'I remember exactly what I was doing on the day that ... '

Tuesday, March 9, 2004

"I remember what I was doing the day that Kennedy was shot."

I have heard this phrase many times. My parents' generation witnessed this event along with others. They witnessed the death of Elvis, the Watergate scandal, the first man on the moon, Apollo 13, and numerous others. When talking about these events parents remember every detail of the day as if it happened yesterday.

My generation has also witnessed events that have changed the world, and ourselves. We are fortunate to have witnessed these unfortunate events, and be a part of these historic moments. My generation has witnessed the death of the "people's princess" -- Princess Diana, the Gulf War, Sept. 11, 2001, the capturing of Saddam Hussein, the war against terrorism, the Iraqi War, the explosion of the Columbia space shuttle, the impeachment of President Clinton and the controversy of the 2000 presidential election.
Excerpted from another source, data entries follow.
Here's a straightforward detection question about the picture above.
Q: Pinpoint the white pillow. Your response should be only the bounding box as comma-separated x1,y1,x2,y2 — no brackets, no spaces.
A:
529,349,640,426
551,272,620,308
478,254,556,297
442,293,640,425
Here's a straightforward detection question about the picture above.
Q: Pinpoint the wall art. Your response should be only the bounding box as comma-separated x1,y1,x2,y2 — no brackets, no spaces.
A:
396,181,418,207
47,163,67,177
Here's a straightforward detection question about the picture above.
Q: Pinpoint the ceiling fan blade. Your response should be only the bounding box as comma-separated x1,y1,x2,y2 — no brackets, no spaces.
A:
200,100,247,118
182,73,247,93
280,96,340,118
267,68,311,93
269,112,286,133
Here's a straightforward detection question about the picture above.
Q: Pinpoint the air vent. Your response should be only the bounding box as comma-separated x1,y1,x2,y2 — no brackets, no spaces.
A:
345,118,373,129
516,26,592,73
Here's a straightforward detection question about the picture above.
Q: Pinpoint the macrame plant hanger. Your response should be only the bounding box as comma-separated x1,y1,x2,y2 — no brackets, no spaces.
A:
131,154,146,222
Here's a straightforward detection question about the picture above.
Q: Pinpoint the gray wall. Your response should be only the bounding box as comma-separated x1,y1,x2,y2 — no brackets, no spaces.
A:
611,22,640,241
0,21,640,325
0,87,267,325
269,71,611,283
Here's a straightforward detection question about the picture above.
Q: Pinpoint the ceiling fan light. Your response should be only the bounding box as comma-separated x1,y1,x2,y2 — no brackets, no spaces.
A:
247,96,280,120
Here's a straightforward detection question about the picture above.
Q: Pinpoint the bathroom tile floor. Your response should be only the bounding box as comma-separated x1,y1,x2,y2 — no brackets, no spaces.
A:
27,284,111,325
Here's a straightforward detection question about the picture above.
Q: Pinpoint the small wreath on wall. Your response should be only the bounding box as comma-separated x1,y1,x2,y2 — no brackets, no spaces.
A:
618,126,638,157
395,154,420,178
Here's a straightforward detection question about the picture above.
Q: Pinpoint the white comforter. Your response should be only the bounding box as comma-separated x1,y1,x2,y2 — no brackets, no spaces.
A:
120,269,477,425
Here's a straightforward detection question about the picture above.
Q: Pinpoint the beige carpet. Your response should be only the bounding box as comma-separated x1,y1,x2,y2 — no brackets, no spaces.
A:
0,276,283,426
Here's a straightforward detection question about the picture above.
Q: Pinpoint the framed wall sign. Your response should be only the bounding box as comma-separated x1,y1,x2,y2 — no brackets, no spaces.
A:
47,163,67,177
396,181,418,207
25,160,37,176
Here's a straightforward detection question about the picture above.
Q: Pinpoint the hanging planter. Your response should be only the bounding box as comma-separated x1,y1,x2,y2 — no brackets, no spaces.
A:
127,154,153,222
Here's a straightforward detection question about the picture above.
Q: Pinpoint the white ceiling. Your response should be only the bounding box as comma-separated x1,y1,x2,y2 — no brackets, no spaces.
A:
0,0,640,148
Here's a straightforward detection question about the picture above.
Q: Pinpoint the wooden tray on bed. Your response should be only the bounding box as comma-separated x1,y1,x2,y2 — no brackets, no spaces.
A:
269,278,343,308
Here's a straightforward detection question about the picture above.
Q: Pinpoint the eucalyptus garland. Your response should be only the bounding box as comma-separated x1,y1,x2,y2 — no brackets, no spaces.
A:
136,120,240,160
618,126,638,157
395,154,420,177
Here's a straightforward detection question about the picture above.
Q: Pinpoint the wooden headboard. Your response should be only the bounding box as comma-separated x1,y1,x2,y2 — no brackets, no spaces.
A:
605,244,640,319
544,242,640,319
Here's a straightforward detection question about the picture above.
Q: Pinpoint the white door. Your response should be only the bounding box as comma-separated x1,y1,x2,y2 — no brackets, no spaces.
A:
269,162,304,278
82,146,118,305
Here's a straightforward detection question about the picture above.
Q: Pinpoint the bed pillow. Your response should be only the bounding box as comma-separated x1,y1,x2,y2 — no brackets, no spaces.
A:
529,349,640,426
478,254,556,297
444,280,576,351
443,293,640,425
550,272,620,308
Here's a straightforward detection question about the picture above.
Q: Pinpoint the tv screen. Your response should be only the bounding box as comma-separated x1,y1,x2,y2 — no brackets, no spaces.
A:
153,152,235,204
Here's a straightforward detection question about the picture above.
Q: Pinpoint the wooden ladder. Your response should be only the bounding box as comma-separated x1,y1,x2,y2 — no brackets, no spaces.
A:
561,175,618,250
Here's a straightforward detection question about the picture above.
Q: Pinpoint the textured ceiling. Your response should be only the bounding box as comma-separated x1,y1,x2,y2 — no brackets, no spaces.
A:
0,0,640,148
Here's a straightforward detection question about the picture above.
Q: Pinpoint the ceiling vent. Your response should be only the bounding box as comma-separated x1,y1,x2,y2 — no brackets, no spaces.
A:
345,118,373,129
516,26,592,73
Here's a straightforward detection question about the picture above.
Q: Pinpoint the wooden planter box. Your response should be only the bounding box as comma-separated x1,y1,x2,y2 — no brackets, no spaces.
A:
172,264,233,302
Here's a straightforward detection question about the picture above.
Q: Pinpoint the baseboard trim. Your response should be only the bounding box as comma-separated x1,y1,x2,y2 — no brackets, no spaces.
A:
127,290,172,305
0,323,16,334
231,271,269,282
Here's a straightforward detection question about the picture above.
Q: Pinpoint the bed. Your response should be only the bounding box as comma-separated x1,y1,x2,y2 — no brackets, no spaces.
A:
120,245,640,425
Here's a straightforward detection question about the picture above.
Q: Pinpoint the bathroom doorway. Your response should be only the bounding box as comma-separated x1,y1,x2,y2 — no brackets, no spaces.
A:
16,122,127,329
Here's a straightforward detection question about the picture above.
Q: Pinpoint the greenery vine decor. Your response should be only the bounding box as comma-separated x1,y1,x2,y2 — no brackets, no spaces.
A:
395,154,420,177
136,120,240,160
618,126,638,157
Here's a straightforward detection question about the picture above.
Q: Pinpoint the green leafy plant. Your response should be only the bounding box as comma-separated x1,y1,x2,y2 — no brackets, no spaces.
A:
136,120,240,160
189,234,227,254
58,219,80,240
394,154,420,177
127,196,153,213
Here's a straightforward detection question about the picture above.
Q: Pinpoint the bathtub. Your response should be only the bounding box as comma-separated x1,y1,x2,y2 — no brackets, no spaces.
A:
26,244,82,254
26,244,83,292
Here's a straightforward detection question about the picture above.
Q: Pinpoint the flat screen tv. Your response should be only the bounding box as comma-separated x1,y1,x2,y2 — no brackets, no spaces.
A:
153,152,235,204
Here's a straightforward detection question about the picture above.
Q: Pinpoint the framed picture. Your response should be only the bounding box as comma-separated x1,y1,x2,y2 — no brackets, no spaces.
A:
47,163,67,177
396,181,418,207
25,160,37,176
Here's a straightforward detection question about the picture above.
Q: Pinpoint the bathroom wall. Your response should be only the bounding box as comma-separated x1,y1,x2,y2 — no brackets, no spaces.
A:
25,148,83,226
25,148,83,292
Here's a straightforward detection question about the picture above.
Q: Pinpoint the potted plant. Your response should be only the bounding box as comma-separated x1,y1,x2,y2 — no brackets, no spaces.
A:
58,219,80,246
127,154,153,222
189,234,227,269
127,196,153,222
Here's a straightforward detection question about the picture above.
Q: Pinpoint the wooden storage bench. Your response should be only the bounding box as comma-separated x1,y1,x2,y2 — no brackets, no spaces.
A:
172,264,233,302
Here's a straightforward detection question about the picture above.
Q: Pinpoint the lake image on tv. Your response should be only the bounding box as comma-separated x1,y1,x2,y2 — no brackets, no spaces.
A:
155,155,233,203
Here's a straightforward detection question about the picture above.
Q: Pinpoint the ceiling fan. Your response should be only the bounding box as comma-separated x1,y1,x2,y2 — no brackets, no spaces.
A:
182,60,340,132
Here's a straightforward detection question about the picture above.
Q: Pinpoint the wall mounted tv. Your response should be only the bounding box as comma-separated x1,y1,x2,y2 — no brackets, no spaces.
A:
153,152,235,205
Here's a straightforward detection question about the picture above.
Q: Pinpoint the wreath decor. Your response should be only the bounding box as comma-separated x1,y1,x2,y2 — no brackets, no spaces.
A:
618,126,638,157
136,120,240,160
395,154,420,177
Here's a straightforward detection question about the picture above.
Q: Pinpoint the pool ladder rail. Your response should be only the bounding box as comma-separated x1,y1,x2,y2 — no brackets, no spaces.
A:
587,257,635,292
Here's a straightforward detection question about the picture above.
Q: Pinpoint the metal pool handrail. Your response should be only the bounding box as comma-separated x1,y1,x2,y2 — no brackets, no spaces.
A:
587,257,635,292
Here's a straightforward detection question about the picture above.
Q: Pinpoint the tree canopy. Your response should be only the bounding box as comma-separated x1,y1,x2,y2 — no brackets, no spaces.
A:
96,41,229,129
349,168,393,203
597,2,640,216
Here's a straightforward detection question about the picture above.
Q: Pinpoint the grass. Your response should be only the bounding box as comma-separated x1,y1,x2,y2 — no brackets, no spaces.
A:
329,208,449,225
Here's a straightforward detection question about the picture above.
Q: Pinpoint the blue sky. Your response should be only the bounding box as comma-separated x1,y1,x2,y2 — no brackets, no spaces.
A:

I can remember talking to my parents and asking them if they remember President Kennedy being shot. They can remember every detail of when they heard it and what they saw. They tell me that they will always be able to remember exactly what they were doing. Or, going back another generation, when I would ask my grandparents about Pearl Harbor, they would tell me every detail of what they remember. That's really something, since often they can't remember where they put their glasses, only to discover them on top of their head.

I know that I will never forget what I was doing on Sept. 11, 2001. I can remember sitting in class and turning on the TV and staring with horror at the screen as the events of that day unfolded. I can also remember what I was doing when I heard that Princess Diana died. I can remember thinking that it was a joke until I woke up the next morning and heard it on the news again.

When events like these happen, we never think that we will be able to remember what we were thinking or feeling, we don't think at all. It is not until later that we think about what actually happened.

My generation has witnessed so much. We have been changed by these events in many ways. We have become more thankful for our families, grateful of our everyday freedoms, and have learned not to take for granted what we have.

When we think back on these events we see what is truly important. And what we now see as important now was not so important just a short time ago. Although we are still very young, we have seen so much, and this may be nothing compared to what we may still see.

It is funny to think about how someday the events that I have seen will be in history books. We are fortunate to have these memories, even though we might not want to remember the things that we saw. We are lucky to have been part of historic moments such as these. I know that someday when my children ask me if I remember Sept. 11, I will be able to say "I remember exactly what I was doing ..."

Caitlen Dunny is a student at Jackson High School.